Within the first 6 months of diagnosis, all patients registered as incident cases will be invited to contribute to a DNA biobank. After signing a statement of consent, patients will be asked to provide a blood and urine sample at their general practitioner or at the diabetes outpatient clinic, which will be stored at the biobank, and to fill out a short questionnaire. The Danish registration system allows us to recover, at regular intervals, data on lipid profiles, blood pressure, glycemic control, and body composition of patients enrolled in the DD2 project, and these data sources will be used to follow patients over time. As additional data can be retrieved, patients need only visit an outpatient diabetes clinic or their general practitioner clinic once to be fully enrolled in the DD2 project. (For further information about implementations and logistics see Nielsen et al.)21

Genomic DNA will be genotyped in the entire cohort, with a focus on known risk variants for T2D. If relevant, it will also be sequenced for the identification of new variants important for outcome. Variants proven associated with obesity, dyslipidemia, hypertension, and cardiovascular disease will be genotyped. We plan to test the effects of both individual gene variants and combinations of gene variants on drug response and the development of micro- and macrovascular complications. Further, we will examine whether the effects of early intensified physical exercise is modified by specific variants. For biomarkers other than DNA, after identification of incident cases (at 6-month intervals in The Danish National Registry of Patients), a centralized randomization procedure will identify half of the study population, who will then be invited to contribute to a bioregistry of blood samples. We will specifically measure fasting plasma C-peptide to monitor beta-cell function and glutamic acid decarboxylase antibodies to monitor autoimmunity, as well as other molecules related to insulin resistance, such as fasting serum insulin. This material will allow analysis of proteins or small molecule biomarkers.

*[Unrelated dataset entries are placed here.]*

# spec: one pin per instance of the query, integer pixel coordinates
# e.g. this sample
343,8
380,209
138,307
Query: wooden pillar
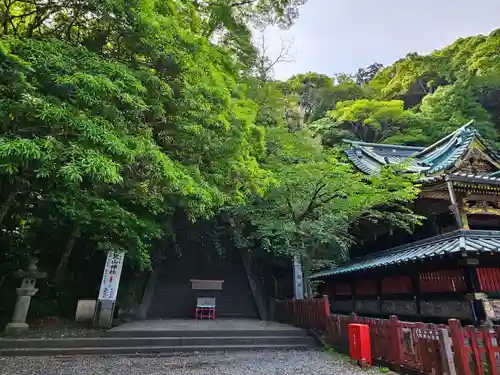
473,289
454,205
415,286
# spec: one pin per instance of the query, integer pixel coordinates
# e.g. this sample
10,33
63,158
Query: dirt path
243,363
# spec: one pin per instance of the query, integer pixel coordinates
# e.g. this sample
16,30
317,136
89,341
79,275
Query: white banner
111,276
298,278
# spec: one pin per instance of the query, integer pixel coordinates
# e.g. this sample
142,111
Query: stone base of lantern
14,328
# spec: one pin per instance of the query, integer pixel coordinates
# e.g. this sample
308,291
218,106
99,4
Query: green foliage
370,120
120,118
318,197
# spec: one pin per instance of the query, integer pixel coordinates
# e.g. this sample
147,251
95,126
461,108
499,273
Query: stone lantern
24,294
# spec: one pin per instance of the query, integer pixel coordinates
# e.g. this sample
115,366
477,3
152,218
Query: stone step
132,342
285,332
146,350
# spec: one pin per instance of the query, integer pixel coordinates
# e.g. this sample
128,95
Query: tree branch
311,204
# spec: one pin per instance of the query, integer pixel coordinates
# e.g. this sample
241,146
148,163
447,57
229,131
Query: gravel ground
243,363
56,328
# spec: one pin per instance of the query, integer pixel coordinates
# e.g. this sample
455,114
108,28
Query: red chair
205,308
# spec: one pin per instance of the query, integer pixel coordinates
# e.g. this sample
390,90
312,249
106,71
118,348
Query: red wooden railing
489,279
397,344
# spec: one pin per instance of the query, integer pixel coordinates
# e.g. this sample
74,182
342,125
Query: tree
318,197
370,120
365,75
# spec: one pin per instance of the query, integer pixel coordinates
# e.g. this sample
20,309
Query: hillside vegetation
129,126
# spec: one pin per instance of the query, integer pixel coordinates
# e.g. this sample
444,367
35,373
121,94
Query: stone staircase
161,342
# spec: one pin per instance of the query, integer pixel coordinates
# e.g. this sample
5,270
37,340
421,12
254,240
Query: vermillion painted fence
402,346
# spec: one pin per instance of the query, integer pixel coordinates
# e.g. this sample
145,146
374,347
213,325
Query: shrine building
450,266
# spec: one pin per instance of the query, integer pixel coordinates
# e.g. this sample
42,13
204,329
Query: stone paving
237,363
201,325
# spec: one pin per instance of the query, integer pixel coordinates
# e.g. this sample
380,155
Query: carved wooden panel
437,194
446,309
492,308
344,306
396,285
476,162
481,207
343,289
367,306
366,287
442,281
401,307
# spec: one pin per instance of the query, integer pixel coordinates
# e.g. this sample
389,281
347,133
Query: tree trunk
61,269
7,202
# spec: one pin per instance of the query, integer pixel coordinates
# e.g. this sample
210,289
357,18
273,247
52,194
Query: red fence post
397,345
458,342
490,352
476,355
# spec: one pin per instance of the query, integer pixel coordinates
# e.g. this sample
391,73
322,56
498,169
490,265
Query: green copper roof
440,156
469,241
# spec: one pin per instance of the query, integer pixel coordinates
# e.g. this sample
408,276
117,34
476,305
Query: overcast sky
332,36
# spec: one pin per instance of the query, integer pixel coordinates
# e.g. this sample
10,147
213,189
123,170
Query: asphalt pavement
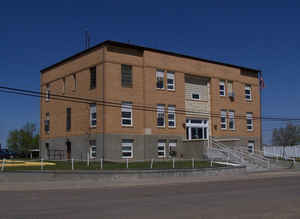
252,197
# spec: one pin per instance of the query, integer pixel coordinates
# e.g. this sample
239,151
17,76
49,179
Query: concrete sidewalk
88,182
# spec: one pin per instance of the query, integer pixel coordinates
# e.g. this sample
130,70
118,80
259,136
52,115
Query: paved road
252,198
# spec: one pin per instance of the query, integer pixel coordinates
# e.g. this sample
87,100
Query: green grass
95,165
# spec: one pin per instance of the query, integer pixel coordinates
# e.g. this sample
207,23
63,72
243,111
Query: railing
100,164
240,153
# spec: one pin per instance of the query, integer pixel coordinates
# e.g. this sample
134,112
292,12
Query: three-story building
118,100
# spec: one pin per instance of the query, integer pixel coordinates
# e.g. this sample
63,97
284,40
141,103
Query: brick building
145,103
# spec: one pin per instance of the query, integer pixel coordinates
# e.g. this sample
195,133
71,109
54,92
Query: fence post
173,163
151,165
72,163
42,164
193,163
3,163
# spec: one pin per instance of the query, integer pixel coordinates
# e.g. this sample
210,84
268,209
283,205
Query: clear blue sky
258,34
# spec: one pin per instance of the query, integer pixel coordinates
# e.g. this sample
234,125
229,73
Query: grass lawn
95,165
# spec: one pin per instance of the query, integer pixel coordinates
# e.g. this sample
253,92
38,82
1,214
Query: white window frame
126,108
64,85
249,117
47,93
93,148
251,146
190,123
231,117
127,143
159,145
248,97
230,87
195,94
223,115
93,111
171,76
172,111
47,122
75,82
160,113
160,74
222,83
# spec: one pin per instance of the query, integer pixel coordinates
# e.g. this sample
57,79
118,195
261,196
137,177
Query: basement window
161,149
195,96
127,148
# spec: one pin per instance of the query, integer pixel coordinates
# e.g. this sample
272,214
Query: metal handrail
242,153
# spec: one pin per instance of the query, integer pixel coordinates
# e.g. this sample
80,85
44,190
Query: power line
119,105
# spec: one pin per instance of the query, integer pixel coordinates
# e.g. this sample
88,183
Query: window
160,115
195,96
223,119
171,116
249,121
160,79
127,148
47,123
93,78
172,148
171,80
231,120
126,111
197,129
93,149
161,149
68,120
64,85
93,115
47,92
222,88
75,82
251,146
248,93
126,74
230,87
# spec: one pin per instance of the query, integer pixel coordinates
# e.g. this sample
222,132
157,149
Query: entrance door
196,129
69,149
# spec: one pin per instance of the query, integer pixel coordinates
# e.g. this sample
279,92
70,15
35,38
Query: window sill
194,140
127,126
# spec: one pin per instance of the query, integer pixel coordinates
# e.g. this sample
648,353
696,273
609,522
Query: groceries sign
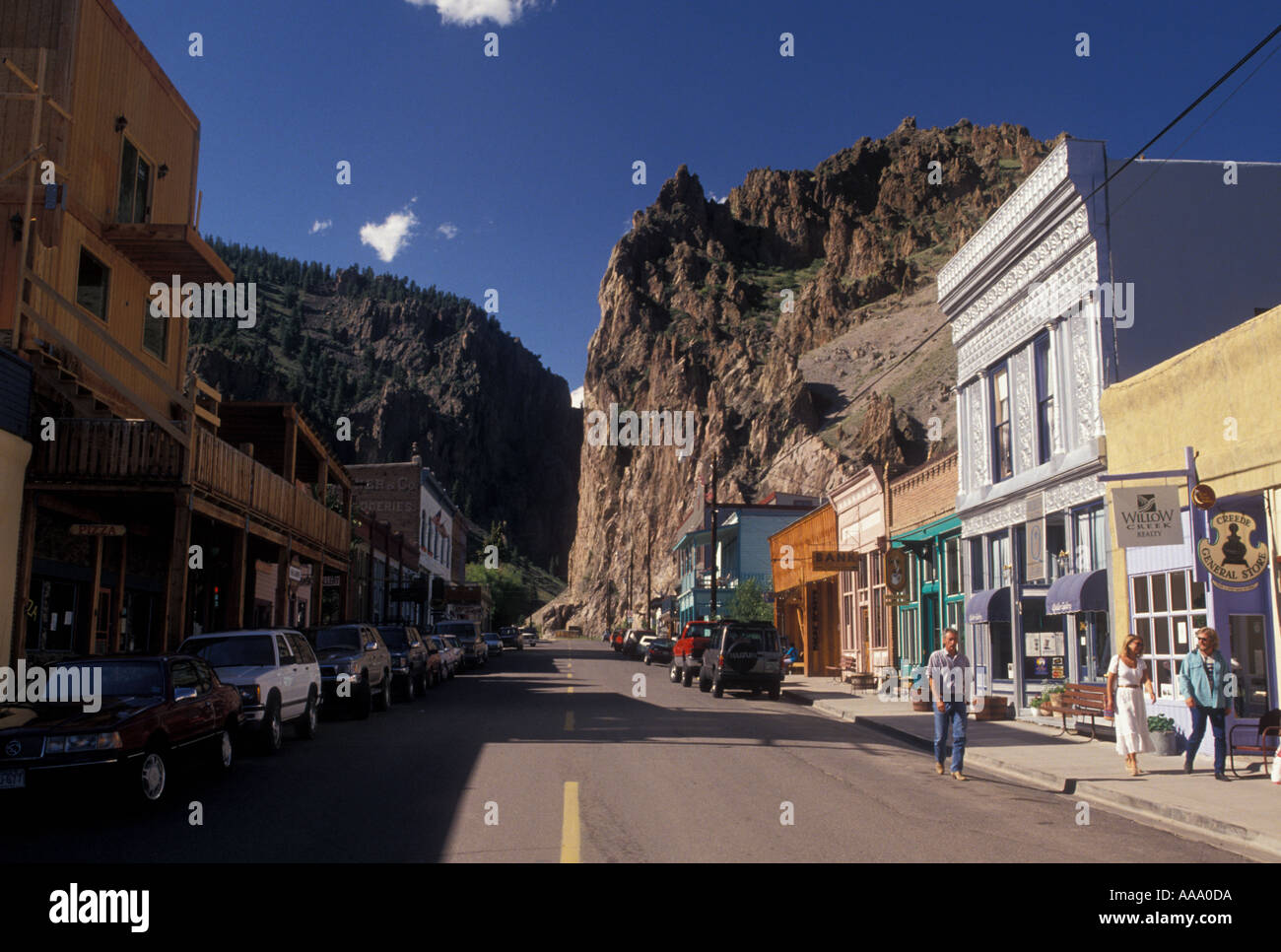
1148,515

Clinical intervention study: randomized clinical substudies

Effects of an early physical exercise program

Lifestyle changes, such as dietary interventions and increased physical exercise, are proposed as important and one of the key interventions in the treatment of T2D.10,11 The Danish Commission on Prevention recommends the prescription of exercise training to subjects at high risk of or with T2D. In Denmark, the municipalities are responsible for population-directed preventative efforts to increase the level of physical exercise. We expect 40% of the municipalities in Denmark will volunteer to join this DD2 substudy; thus, we expect to include a minimum of 5000 T2D patients over 2 or more years. All interested municipalities will be instructed in different methods to enhance the level of physical exercise. Ten representative municipalities will be selected to join an “interval walking” program. The remaining municipalities will serve as controls. After 5 years of intervention, we will investigate whether physical exercise has lowered the risk of cardiovascular disease among T2D patients.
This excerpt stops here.